PKP XML Parsing Service

GNU General Public License v3.0

32 stars 19 forks source link

Fix PDF image extraction + predictable image paths #85

Closed axfelix closed 6 years ago

axfelix commented 8 years ago

PDF image extraction doesn't work at the moment -- I'm not sure if Grobid or Cermine implement it at all, but PDF images aren't extracted from most documents in our corpus. We need to add a call to pdfimages (from xpdf/poppler) for documents that are uploaded as PDF and not passed through meTypeset.
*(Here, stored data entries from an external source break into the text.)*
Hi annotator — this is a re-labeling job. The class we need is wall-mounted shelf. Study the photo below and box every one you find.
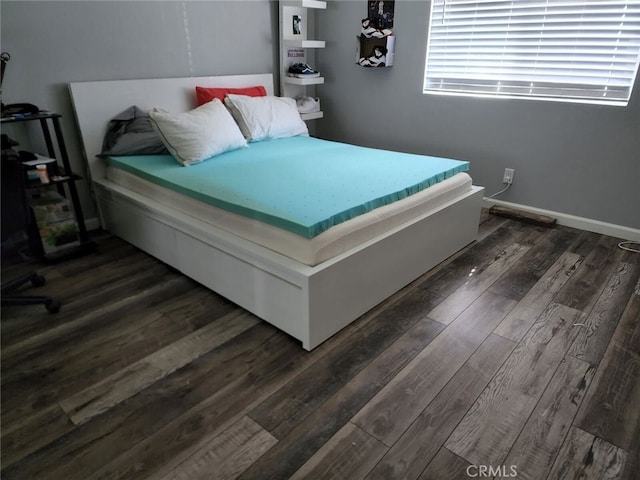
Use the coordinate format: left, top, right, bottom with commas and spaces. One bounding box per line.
284, 76, 325, 86
301, 111, 324, 121
279, 0, 326, 122
284, 39, 325, 48
301, 0, 326, 8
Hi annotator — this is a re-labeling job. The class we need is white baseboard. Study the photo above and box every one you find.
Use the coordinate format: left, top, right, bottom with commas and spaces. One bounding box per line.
85, 201, 640, 244
483, 198, 640, 242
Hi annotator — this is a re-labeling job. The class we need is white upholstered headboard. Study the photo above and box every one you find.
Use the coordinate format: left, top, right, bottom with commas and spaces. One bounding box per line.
69, 73, 274, 183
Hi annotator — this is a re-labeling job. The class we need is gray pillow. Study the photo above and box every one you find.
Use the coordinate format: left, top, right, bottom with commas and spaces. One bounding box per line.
99, 106, 168, 157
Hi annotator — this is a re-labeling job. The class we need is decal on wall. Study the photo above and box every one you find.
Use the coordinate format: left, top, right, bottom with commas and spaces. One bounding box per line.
357, 1, 395, 67
288, 48, 306, 59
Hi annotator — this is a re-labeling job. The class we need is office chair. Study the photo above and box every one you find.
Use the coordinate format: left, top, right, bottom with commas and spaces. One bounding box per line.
1, 134, 61, 314
1, 271, 61, 313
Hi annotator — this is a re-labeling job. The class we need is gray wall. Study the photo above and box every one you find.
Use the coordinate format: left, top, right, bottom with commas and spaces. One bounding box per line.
2, 0, 638, 230
316, 0, 640, 230
1, 0, 278, 220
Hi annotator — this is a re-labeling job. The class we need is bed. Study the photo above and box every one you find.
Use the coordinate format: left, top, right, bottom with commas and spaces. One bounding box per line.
69, 73, 484, 350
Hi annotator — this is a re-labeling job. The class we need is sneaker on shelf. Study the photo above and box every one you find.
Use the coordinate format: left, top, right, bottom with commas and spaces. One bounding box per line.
295, 96, 321, 114
287, 63, 320, 78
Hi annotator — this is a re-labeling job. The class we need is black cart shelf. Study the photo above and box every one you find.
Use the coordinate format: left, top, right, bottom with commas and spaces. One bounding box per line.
2, 111, 94, 260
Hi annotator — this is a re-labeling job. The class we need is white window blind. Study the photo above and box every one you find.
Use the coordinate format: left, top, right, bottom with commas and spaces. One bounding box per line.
423, 0, 640, 105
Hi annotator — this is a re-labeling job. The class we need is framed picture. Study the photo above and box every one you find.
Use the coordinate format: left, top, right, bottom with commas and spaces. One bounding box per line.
282, 6, 307, 40
292, 14, 302, 35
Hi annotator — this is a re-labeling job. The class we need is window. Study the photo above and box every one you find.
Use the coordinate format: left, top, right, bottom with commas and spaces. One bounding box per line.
423, 1, 640, 106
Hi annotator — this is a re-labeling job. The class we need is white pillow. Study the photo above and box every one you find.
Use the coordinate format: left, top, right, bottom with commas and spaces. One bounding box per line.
224, 94, 308, 142
148, 99, 247, 166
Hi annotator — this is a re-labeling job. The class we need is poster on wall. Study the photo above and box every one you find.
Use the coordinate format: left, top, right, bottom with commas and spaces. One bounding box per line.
367, 1, 394, 30
358, 1, 395, 67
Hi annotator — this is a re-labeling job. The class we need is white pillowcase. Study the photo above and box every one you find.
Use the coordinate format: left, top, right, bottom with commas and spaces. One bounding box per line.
148, 99, 247, 166
224, 94, 308, 142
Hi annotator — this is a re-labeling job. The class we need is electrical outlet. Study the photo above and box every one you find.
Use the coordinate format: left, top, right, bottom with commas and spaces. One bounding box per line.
503, 168, 515, 184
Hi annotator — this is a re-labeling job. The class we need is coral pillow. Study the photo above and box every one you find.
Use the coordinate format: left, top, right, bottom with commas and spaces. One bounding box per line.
195, 85, 267, 106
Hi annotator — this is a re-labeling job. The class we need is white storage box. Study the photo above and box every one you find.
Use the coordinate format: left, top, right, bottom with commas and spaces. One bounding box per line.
356, 35, 395, 67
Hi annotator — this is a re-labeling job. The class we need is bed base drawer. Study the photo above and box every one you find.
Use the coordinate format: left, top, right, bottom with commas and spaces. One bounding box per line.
96, 183, 483, 350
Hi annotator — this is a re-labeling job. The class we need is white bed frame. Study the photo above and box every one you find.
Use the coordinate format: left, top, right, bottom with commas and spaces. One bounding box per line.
69, 74, 484, 350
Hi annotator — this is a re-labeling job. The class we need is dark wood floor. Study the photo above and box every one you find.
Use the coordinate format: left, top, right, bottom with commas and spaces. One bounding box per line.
1, 212, 639, 480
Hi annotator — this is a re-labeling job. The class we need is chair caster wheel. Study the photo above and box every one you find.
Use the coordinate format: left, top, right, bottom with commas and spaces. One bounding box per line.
45, 298, 61, 313
32, 274, 46, 287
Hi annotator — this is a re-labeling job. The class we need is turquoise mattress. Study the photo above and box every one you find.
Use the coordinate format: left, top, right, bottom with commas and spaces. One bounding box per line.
107, 136, 469, 238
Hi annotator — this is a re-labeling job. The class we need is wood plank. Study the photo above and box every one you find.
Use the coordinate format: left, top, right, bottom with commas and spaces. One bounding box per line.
554, 235, 625, 312
445, 302, 585, 466
2, 246, 162, 341
622, 243, 640, 266
494, 251, 582, 342
489, 227, 579, 301
418, 448, 472, 480
567, 229, 602, 257
546, 426, 627, 479
159, 416, 277, 480
614, 279, 640, 354
352, 292, 517, 446
477, 213, 508, 242
2, 307, 164, 387
1, 322, 288, 480
59, 310, 261, 425
0, 256, 160, 347
289, 422, 387, 480
248, 286, 444, 439
44, 249, 163, 302
1, 274, 198, 429
1, 288, 233, 399
419, 222, 534, 299
81, 323, 358, 480
365, 333, 515, 480
53, 234, 139, 275
4, 224, 639, 480
161, 287, 237, 331
620, 414, 640, 480
237, 318, 445, 480
567, 261, 639, 365
0, 404, 74, 469
0, 235, 135, 296
427, 242, 529, 325
574, 285, 640, 450
499, 356, 595, 480
1, 267, 187, 367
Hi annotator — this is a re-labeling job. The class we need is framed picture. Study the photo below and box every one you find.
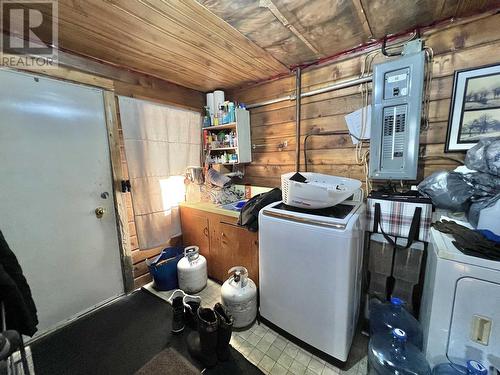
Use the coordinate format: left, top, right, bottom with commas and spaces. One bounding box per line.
445, 64, 500, 152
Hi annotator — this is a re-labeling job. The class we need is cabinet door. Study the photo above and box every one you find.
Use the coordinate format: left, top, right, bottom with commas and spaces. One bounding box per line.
219, 221, 259, 287
180, 208, 211, 274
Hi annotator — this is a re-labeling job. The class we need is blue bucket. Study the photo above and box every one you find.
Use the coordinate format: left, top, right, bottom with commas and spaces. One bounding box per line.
146, 246, 184, 291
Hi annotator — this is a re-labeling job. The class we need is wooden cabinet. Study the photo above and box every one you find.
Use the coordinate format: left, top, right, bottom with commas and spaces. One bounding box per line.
217, 221, 259, 286
179, 208, 212, 276
180, 205, 259, 287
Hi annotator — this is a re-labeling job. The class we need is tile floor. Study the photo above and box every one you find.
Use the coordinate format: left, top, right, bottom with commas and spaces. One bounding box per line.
144, 279, 368, 375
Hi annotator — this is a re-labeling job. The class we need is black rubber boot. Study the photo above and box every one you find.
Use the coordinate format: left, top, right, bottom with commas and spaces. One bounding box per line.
171, 296, 185, 334
183, 295, 201, 329
187, 307, 218, 368
214, 303, 234, 362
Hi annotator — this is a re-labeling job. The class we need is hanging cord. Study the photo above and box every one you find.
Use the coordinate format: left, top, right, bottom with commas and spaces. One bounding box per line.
381, 31, 419, 57
356, 50, 380, 196
303, 130, 357, 172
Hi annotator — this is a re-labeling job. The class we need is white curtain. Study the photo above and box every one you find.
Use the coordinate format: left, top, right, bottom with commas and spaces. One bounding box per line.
118, 97, 201, 250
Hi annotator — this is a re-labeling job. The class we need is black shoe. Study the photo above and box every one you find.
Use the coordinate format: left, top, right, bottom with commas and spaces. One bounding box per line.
187, 307, 218, 368
214, 303, 234, 362
171, 296, 185, 334
183, 295, 201, 329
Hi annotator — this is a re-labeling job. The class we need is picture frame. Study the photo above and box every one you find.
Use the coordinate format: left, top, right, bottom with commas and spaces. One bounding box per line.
445, 63, 500, 152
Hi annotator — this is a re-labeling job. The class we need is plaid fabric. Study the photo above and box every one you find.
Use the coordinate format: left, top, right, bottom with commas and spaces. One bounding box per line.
367, 198, 432, 242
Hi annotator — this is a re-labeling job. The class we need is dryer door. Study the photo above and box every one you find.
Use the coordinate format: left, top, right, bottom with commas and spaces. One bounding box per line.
448, 277, 500, 374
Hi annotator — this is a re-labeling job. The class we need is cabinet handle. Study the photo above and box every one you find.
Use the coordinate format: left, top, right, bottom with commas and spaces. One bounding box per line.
221, 232, 225, 237
203, 227, 209, 237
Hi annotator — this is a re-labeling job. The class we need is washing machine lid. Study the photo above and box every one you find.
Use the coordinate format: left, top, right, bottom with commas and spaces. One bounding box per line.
261, 200, 362, 230
430, 214, 500, 271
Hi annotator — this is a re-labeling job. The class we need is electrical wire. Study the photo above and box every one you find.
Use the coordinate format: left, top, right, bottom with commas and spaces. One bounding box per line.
421, 155, 464, 164
421, 47, 434, 131
303, 131, 351, 173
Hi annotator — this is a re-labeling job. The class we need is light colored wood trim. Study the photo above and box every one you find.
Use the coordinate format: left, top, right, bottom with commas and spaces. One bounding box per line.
351, 0, 374, 38
260, 0, 320, 56
103, 91, 135, 293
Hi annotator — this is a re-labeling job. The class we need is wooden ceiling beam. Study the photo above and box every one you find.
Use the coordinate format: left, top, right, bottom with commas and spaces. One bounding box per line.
259, 0, 321, 57
351, 0, 374, 39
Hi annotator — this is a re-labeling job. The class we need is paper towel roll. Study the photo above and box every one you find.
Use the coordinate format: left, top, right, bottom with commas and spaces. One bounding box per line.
206, 92, 215, 115
213, 90, 225, 112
We should make sure the output location for these matches that of meTypeset (currently /var/documents/$user/$job/metypeset/media/image#.png) so that these image URLs are predictable for Substance.
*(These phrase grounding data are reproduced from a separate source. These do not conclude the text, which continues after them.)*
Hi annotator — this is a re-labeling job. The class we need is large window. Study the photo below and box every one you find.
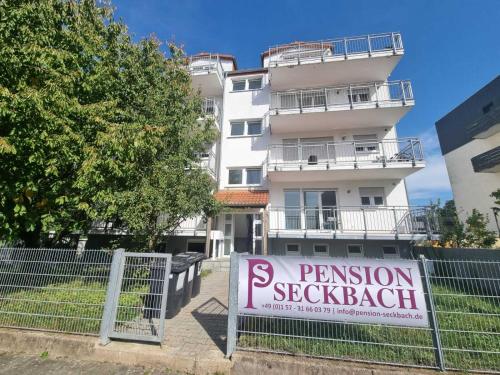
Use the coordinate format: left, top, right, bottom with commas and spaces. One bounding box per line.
232, 80, 246, 91
231, 76, 263, 91
284, 190, 301, 230
227, 167, 262, 185
229, 119, 262, 136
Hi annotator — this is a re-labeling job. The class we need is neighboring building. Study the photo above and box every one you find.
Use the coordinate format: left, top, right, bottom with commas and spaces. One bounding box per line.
173, 32, 440, 260
436, 76, 500, 234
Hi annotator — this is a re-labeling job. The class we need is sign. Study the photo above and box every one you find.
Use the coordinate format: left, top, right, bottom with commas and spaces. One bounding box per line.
238, 255, 429, 327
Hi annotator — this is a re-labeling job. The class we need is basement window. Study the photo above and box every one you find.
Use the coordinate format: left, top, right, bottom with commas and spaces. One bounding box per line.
347, 244, 364, 257
286, 243, 301, 255
382, 246, 399, 258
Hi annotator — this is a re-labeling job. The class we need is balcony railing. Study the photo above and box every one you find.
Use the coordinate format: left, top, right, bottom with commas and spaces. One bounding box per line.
201, 97, 221, 126
266, 32, 403, 66
268, 138, 424, 168
199, 149, 217, 177
188, 53, 224, 79
270, 80, 413, 112
269, 206, 439, 236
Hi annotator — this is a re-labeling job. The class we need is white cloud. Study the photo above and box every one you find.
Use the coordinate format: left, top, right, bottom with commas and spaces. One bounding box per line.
405, 127, 452, 203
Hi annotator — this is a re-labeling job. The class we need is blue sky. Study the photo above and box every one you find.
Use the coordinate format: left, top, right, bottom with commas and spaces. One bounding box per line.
112, 0, 500, 205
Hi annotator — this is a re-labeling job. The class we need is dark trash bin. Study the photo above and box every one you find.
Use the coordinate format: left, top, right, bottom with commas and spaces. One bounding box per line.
187, 252, 206, 298
165, 258, 190, 318
173, 254, 196, 307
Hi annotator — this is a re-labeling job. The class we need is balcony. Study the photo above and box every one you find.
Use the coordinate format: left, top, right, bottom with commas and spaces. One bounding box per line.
268, 206, 440, 240
159, 215, 207, 237
188, 54, 224, 96
201, 97, 221, 131
199, 150, 218, 179
471, 146, 500, 173
267, 138, 424, 181
264, 33, 404, 89
269, 81, 414, 133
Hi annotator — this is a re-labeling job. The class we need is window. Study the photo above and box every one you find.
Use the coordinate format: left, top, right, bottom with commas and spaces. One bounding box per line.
248, 77, 262, 90
382, 246, 399, 258
228, 169, 243, 185
359, 187, 385, 206
286, 243, 301, 255
228, 167, 262, 185
348, 87, 370, 103
229, 119, 262, 136
247, 120, 262, 135
232, 80, 246, 91
232, 76, 263, 91
230, 121, 245, 136
313, 244, 329, 257
353, 134, 378, 153
347, 244, 363, 257
246, 168, 262, 185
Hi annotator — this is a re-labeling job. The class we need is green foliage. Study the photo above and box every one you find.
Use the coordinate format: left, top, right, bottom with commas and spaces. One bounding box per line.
0, 0, 220, 248
491, 188, 500, 206
437, 200, 497, 248
40, 351, 49, 359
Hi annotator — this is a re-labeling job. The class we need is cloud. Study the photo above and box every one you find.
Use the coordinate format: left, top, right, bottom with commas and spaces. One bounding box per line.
405, 127, 452, 204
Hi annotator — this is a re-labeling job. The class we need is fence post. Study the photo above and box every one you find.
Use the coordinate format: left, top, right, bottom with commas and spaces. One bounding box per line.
420, 255, 445, 371
226, 251, 240, 358
99, 248, 125, 346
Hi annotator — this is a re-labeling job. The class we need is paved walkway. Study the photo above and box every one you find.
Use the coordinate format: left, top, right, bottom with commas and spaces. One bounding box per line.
163, 270, 229, 362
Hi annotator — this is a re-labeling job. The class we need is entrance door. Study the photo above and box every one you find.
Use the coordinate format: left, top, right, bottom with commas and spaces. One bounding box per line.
223, 214, 234, 257
304, 190, 337, 230
252, 213, 263, 255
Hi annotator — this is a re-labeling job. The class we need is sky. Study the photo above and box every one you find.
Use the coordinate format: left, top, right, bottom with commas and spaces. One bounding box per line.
112, 0, 500, 206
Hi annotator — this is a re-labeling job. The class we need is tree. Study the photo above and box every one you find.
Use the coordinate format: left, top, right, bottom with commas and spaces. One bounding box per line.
0, 0, 121, 246
437, 200, 497, 248
1, 0, 221, 249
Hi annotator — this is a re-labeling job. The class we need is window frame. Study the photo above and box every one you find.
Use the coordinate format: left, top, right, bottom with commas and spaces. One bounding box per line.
232, 79, 246, 91
286, 243, 301, 256
231, 76, 264, 92
347, 244, 364, 257
313, 243, 329, 257
246, 167, 262, 185
228, 119, 263, 137
248, 77, 263, 90
227, 167, 262, 186
228, 168, 243, 185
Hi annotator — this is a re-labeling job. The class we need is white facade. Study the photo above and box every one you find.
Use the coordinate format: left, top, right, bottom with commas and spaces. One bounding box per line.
186, 32, 438, 258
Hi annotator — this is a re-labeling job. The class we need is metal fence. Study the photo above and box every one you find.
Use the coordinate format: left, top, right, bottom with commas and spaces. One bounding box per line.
0, 247, 113, 335
268, 138, 423, 168
270, 80, 413, 112
227, 256, 500, 373
266, 32, 403, 66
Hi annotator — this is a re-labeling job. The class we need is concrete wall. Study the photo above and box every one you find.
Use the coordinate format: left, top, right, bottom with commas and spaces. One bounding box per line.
269, 238, 412, 258
443, 132, 500, 232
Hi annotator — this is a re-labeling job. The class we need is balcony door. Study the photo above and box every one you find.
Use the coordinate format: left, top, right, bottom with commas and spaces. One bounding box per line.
304, 190, 337, 230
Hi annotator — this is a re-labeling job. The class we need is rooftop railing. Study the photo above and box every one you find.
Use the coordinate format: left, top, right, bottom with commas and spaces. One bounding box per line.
188, 53, 224, 79
269, 205, 439, 236
270, 80, 413, 112
268, 138, 424, 168
266, 32, 403, 66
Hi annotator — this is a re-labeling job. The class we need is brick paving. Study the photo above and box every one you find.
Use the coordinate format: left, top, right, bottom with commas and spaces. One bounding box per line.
163, 270, 230, 362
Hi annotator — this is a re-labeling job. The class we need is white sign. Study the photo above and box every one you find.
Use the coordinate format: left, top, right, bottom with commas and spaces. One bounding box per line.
238, 255, 429, 327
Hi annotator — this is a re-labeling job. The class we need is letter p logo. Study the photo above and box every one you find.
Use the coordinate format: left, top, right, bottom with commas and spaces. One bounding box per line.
245, 258, 274, 309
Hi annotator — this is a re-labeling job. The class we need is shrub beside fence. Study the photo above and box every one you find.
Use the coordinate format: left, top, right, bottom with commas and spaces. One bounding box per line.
0, 247, 118, 335
230, 257, 500, 373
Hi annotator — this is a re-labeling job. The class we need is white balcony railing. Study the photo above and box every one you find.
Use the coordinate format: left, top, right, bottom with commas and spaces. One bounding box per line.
201, 97, 221, 126
188, 53, 224, 79
269, 206, 439, 236
266, 32, 403, 66
268, 138, 424, 168
270, 80, 413, 112
199, 149, 217, 177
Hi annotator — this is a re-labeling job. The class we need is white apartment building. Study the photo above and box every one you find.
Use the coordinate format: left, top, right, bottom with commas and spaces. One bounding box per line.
172, 32, 440, 259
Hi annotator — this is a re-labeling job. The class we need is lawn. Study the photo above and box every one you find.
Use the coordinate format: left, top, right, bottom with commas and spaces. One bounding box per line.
237, 284, 500, 372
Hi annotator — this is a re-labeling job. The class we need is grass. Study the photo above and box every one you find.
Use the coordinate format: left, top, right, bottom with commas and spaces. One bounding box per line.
200, 269, 212, 278
237, 284, 500, 372
0, 277, 148, 335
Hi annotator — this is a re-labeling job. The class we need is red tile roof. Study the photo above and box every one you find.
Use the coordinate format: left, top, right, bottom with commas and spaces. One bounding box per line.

axfelix commented 8 years ago

@kaschioudi - no hurry on this unless you're blocked on other issues.

axfelix commented 7 years ago

OK, so, pdfimages generally works for this on some test documents, using the syntax pdfimages -j file.doc image, where "image" is the file name output prefix and file.doc is the input. Some of the output is in "ppm" rather than jpeg format, but imagemagick can fix that easily, e.g.: for x in $(ls *.ppm); do magick $x $(echo $x | sed -e "s/\.ppm/.jpg/g"); done; rm *.ppm.

Shouldn't be too hard to implement this in its own module, then add a call to the merge module that adds image elements to the end of the Body text for any PDF that's missing them?

axfelix commented 7 years ago

I've mostly implemented this on the pdfimages branch. I still need a) a general cleanup and sanity check over the code, and b) a good way of passing the list of pdfimages from the Extraction module to the Merge module that re-adds them.

axfelix commented 7 years ago

Removed the branch because this was implemented upstream in Cermine https://github.com/CeON/CERMINE/issues/34#issuecomment-270446925 -- now we just need to make sure that Cermine output images are moved to the same path as meTypeset. Currently cermine output images are in a folder called documentname.images and meTypeset's are in metypeset/media

axfelix commented 7 years ago

Looking into this...

We need to switch from using the PdfNLMContentExtractor class in Cermine to the ContentExtractor class (in https://github.com/pkp/xmlps/blob/master/module/Cermine/src/Cermine/Model/Converter/Cermine.php) to benefit from image extraction support.

However, trying to do this with an upstream Cermine build causes the converter to fail in our stack. Upstream Cermine builds still work fine when being called with the legacy(?) PdfNLMContextExtractor class. From looking at our code, I initially thought that this was because the old method only produces one output file and thus was designed to be pipe-able, which it appears to be from how we're using it: https://github.com/pkp/xmlps/blob/master/module/Cermine/src/Cermine/Model/Converter/Cermine.php#L103. However, I can't reproduce this piping behaviour when running upstream builds of Cermine locally, which I'm now really confused about, as I'm not sure how it continues to work in our pipeline...

@kaschioudi , if you have any ideas...

axfelix commented 7 years ago

Thanks! Going to review this. We should probably make sure meTypeset and Cermine images are output to the same path moving forward so that we don't need to think about different relative links in XML output.

axfelix commented 7 years ago

This is working, and merged into master. Leaving open until we harmonized the image output paths though.

axfelix commented 6 years ago

I believe this was fixed in the most recent round of Texture work through the meta file wrapper.